One of the best expressions of our leadership role was given by the Apostle Peter: “Like good stewards of the manifold grace of god, serve one another with whatever gift each of you has received.” (1 Peter 4:10) As administrators of the body of Christ, we have a responsibility to help others find the place of service where they can use their gifts. As it’s been said, talent is God’s gift to us, and what we do with our talent is our gift to God.
I recall meeting a teenager while on a mission trip to Panama over twenty years ago. His name was Marcos Morales. The mission team was comprised of Methodists from Middle Tennessee. (I was a Methodist pastor then.) Our project was the building of an orphanage in a small village in the far west part of the country. Marcos was a youth leader from the local church, and he came across immediately as bright, energetic, and committed to his community. He also spoke some English, which was an added endearment for our team members. Every day Marcos showed up to volunteer at the work site, always seeming to find a place where he was needed, digging, mixing concrete, or tying rebar. He never seemed to expect anything in return.
On the last day of work, I happened to sit down for lunch with Marcos. I asked Marcos about his future plans. He’d tried studying psychology at the university in Panama City, but after a year grew frustrated and dropped out. He returned home, unsure what to do next. As we ate our sandwiches, I mentioned that the ministry might be worth considering. His reaction was a strong negative. When I wondered why not, he answered that he didn’t think he had what it took to be a pastor. My response was that he seemed to have lots of gifts that would be useful in the ministry. Marcos’ answer was that he just didn’t feel that God had called him. Next out of my mouth was: “Marcos, do you think it’s possible that God is calling you today, right here, through me?”
It wasn’t out of pushiness or presumption that I blurted out such words. Though the question caught both of us by surprise, it flowed naturally out of the conversation. Marcos remained quiet for several moments before I asked him again if God might be using our conversation as a way of calling him. At last he replied that it was possible. We prayed together, and the next morning bid farewell.
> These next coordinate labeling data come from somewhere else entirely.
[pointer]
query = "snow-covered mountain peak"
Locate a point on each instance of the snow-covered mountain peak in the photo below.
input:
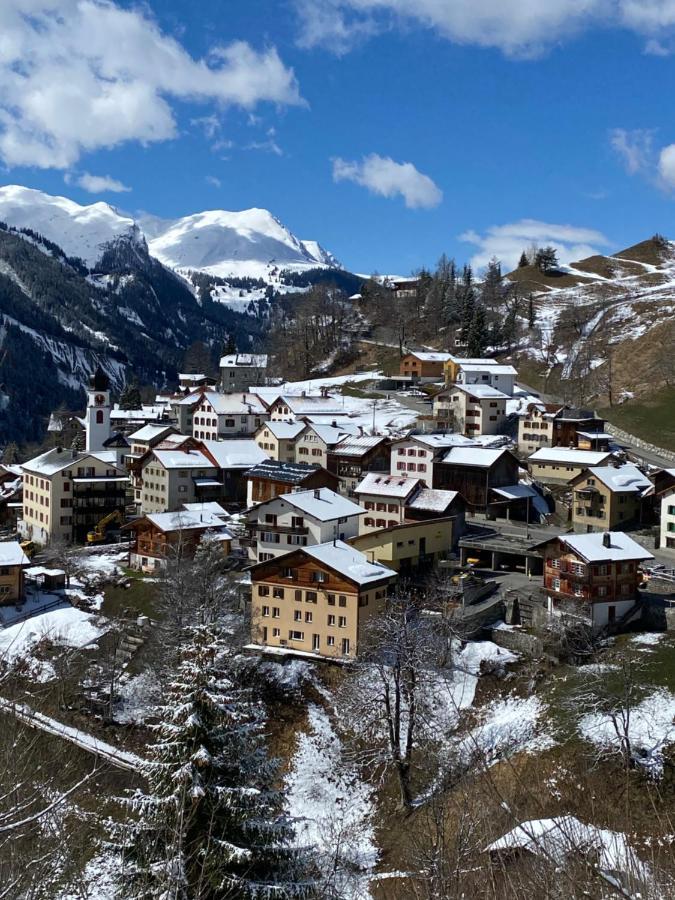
(82, 231)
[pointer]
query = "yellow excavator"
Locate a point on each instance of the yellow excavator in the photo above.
(98, 534)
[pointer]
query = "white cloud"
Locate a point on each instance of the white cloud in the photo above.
(667, 167)
(507, 242)
(381, 175)
(97, 184)
(634, 148)
(517, 27)
(77, 75)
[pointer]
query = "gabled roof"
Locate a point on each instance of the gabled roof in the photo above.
(284, 431)
(381, 485)
(432, 500)
(240, 453)
(11, 554)
(290, 473)
(624, 479)
(244, 361)
(321, 504)
(349, 562)
(150, 433)
(358, 446)
(591, 548)
(478, 457)
(569, 456)
(235, 404)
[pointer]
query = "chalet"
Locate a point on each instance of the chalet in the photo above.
(13, 564)
(161, 537)
(471, 410)
(384, 498)
(416, 454)
(271, 478)
(278, 439)
(486, 372)
(67, 492)
(317, 600)
(219, 416)
(410, 546)
(315, 442)
(608, 497)
(354, 457)
(667, 520)
(188, 381)
(475, 471)
(242, 371)
(423, 365)
(301, 519)
(561, 465)
(293, 409)
(595, 575)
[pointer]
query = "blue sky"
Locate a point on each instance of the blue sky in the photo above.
(388, 130)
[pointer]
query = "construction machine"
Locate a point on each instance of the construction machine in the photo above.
(98, 534)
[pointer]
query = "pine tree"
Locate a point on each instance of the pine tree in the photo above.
(211, 823)
(477, 336)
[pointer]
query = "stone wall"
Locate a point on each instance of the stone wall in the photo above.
(639, 443)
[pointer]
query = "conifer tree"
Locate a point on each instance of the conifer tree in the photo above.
(211, 824)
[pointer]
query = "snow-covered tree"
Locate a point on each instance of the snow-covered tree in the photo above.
(211, 823)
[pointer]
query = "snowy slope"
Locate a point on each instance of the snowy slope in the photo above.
(250, 243)
(247, 243)
(82, 231)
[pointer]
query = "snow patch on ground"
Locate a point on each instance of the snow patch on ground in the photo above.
(651, 730)
(333, 807)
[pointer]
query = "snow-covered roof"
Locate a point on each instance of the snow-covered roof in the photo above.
(149, 432)
(357, 446)
(244, 361)
(236, 404)
(591, 547)
(432, 500)
(569, 455)
(284, 431)
(11, 554)
(323, 504)
(429, 356)
(483, 391)
(57, 459)
(183, 520)
(349, 562)
(625, 478)
(387, 485)
(183, 459)
(277, 470)
(210, 507)
(480, 457)
(239, 453)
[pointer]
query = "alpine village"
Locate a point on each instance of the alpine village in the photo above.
(318, 584)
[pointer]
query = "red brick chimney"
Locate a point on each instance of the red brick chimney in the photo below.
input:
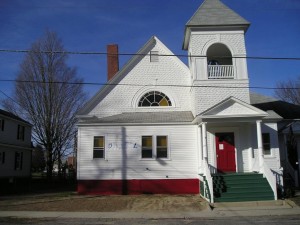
(112, 60)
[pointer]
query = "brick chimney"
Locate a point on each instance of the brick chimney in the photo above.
(112, 60)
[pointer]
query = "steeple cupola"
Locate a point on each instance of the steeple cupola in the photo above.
(215, 40)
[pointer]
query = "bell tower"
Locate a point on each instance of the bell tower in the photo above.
(215, 40)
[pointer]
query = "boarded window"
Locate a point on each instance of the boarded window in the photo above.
(99, 147)
(147, 147)
(266, 143)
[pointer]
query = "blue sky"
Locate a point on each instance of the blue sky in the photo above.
(90, 25)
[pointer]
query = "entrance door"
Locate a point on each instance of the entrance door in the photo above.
(225, 150)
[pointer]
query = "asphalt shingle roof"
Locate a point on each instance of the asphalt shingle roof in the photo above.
(13, 116)
(214, 12)
(284, 109)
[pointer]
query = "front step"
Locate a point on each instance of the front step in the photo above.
(239, 187)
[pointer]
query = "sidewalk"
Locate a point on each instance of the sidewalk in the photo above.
(267, 208)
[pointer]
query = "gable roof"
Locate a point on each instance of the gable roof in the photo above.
(214, 12)
(125, 69)
(13, 116)
(285, 109)
(142, 118)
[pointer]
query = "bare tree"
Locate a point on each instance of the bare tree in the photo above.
(49, 94)
(289, 91)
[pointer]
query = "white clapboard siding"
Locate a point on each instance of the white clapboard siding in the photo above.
(123, 161)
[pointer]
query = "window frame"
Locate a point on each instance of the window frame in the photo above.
(2, 157)
(155, 147)
(268, 143)
(103, 148)
(18, 160)
(21, 132)
(146, 97)
(2, 124)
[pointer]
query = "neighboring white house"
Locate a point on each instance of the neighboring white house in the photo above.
(15, 148)
(160, 126)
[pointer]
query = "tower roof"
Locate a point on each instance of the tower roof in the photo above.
(215, 13)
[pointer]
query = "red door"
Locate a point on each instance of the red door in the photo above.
(225, 150)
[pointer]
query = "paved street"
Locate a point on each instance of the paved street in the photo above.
(274, 220)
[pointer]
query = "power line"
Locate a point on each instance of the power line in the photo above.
(140, 54)
(145, 85)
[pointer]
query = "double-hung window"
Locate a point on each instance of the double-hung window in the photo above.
(21, 133)
(1, 124)
(266, 143)
(18, 160)
(2, 157)
(99, 147)
(154, 147)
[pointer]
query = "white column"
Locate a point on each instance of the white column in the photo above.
(200, 149)
(204, 142)
(259, 146)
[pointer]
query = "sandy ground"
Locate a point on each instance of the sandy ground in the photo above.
(71, 202)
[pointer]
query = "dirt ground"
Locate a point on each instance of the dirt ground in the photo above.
(71, 202)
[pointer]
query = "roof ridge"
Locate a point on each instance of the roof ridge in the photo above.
(215, 12)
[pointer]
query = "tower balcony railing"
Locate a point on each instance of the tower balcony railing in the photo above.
(220, 72)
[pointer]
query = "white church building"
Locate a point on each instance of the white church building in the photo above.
(162, 127)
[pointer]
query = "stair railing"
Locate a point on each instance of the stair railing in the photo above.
(290, 170)
(271, 178)
(209, 181)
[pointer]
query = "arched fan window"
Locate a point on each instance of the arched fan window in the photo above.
(154, 99)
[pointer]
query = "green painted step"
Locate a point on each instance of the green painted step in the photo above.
(241, 187)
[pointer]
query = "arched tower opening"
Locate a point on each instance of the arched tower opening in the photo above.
(219, 61)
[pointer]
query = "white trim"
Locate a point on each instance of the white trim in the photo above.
(212, 133)
(148, 88)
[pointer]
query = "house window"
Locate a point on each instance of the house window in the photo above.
(99, 149)
(18, 160)
(152, 146)
(154, 99)
(266, 143)
(147, 149)
(1, 124)
(162, 147)
(21, 132)
(2, 157)
(154, 56)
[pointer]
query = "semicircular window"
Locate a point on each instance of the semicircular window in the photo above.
(154, 99)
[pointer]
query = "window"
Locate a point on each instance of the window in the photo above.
(147, 147)
(154, 99)
(2, 157)
(21, 132)
(154, 56)
(162, 147)
(1, 124)
(152, 147)
(18, 160)
(99, 149)
(266, 143)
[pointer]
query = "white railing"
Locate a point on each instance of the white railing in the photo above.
(209, 181)
(290, 170)
(220, 72)
(270, 177)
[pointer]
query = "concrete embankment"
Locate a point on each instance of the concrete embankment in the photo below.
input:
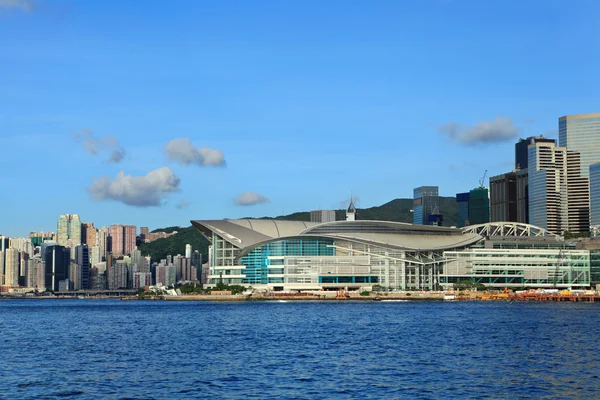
(300, 298)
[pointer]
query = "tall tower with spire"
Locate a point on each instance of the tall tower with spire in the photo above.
(351, 212)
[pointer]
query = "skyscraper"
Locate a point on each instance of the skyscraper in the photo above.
(69, 227)
(56, 260)
(11, 267)
(425, 200)
(595, 197)
(89, 234)
(479, 206)
(462, 200)
(129, 238)
(322, 216)
(558, 194)
(503, 197)
(581, 133)
(82, 259)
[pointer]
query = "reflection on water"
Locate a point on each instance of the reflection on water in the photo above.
(109, 348)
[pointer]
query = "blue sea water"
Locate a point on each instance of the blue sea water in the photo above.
(158, 350)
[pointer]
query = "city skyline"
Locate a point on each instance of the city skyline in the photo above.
(357, 101)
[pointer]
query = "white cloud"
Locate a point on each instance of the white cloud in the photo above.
(183, 151)
(95, 144)
(182, 204)
(250, 199)
(499, 130)
(25, 5)
(137, 191)
(116, 156)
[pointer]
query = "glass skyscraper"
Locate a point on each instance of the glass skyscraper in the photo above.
(595, 196)
(581, 133)
(425, 200)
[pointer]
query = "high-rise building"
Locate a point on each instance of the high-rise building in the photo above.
(102, 241)
(462, 200)
(503, 197)
(595, 198)
(141, 279)
(581, 133)
(129, 238)
(522, 184)
(35, 274)
(521, 153)
(558, 194)
(165, 275)
(479, 206)
(82, 259)
(122, 239)
(322, 216)
(11, 267)
(89, 234)
(56, 260)
(117, 276)
(116, 240)
(351, 212)
(69, 227)
(425, 200)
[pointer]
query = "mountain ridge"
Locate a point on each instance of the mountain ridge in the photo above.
(397, 210)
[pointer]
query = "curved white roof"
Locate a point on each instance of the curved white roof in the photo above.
(250, 233)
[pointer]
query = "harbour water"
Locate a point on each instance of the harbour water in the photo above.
(154, 349)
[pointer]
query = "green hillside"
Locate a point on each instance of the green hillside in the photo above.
(396, 210)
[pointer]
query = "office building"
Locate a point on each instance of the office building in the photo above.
(462, 200)
(521, 153)
(117, 276)
(142, 279)
(503, 197)
(35, 274)
(11, 267)
(425, 200)
(122, 239)
(320, 216)
(558, 194)
(581, 133)
(57, 259)
(595, 198)
(89, 234)
(165, 275)
(69, 228)
(144, 231)
(82, 259)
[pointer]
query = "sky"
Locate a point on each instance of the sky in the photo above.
(154, 113)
Several months later, back in the church I pastored in Cowan, Tennessee, I received a letter from Marcos. He wrote that he had given much thought and prayer to our talk, and that he’d discerned that God was calling him into the ministry. He’d begun the process of enrolling in a seminary. Over the years I’ve kept up with Marcos, and he’s still serving God as a pastor in western Panama.
It’s quite common for us to claim that we don’t have a gift or a calling. Sometimes we’re not aware of our gifts, and it’s helpful for others to point them out to us. Other times we deny our gifts for the sake of convenience, because we’re looking for an easy path instead of the right path. As administrators of manifold grace of God, one of our great responsibilities is to guide others as they come to grips with the gifts that God has granted them, and to remove the barriers that might prevent them from using them to God’s glory and to their own fulfillment.